The 2030 Agenda for Sustainable Development has set out an ambitious agenda for the world community. Several of the Sustainable Development Goals (SDGs) recognize specifically the challenge to raise domestic revenue in order to finance public spending in a sustainable manner and ultimately combat poverty and inequality. These challenges are particularly salient for developing countries.
The planned outputs of the project are: (i) a body of high quality, policy relevant research and analysis; (ii) strengthened capacity of researchers and technical government officers in LICs and MICs to undertake research and policy analysis related to DRM; and (iii) tailored knowledge products from the DRM programme for diverse groups, communicated through the right channels, plus strengthened partnerships and knowledge networks to connect research and policy for action at multiple scales.
Jointly, the effects of these three pillars are enhanced capacity of the three programme target audiences (policy-makers, development partners, and researchers) to analyse, design, and implement multiple aspects of policies around the themes of DRM. From this, it is expected that governments and local actors will adopt, implement, and strengthen policies, practices and institutions to promote socially inclusive growth and development in line with their development path.

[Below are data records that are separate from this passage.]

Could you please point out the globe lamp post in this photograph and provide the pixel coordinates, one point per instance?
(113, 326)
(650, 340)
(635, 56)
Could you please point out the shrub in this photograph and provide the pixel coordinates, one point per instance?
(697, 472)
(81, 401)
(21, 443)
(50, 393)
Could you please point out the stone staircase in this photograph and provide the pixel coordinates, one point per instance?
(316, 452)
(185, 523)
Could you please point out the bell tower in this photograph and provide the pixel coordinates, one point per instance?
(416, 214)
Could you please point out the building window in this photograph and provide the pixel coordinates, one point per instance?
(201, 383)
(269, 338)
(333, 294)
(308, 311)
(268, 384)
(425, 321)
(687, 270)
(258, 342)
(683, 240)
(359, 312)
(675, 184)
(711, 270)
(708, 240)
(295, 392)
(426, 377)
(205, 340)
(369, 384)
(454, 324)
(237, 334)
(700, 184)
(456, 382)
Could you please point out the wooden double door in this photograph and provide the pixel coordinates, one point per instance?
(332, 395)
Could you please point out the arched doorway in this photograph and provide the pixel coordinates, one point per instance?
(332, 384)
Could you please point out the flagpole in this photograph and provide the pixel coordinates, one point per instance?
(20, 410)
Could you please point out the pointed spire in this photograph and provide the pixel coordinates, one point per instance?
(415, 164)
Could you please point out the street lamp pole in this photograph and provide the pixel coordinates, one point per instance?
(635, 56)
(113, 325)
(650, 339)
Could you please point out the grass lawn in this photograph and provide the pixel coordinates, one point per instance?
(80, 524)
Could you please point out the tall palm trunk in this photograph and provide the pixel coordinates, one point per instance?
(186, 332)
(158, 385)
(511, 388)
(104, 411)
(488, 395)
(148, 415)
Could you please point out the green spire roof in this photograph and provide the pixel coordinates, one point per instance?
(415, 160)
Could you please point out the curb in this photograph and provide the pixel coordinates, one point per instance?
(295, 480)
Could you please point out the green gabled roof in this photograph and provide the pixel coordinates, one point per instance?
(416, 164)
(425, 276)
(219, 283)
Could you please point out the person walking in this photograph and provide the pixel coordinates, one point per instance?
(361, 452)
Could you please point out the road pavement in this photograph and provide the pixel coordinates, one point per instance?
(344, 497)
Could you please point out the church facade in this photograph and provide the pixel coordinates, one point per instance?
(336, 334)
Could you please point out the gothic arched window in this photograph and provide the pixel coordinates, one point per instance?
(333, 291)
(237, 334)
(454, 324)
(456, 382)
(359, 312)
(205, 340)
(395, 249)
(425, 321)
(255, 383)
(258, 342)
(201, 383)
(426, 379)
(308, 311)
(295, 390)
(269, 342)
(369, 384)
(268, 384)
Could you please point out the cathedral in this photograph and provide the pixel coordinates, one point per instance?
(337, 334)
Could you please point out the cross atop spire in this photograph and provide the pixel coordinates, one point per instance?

Ultimately, this should result in improved tax systems, strengthened domestic capacity for revenue collection, and increased tax revenues in developing countries.
This project aims to achieve these objectives through a work programme on DRM covering six thematic workstreams:
1. Enterprises, livelihoods, and compliance
2. SOUTHMOD - modelling taxes and social protection and their incidence
3. International tax and illicit financial flows
4. Institutions and institutional design
5. Extractives
6. Domestic financing
Across themes the activities proposed shall ultimately provide new insights and tools for policy makers, and foster debate within academia and between academia and policy makers. Capacity-building and empowering researchers in developing countries is a common thread to all themes.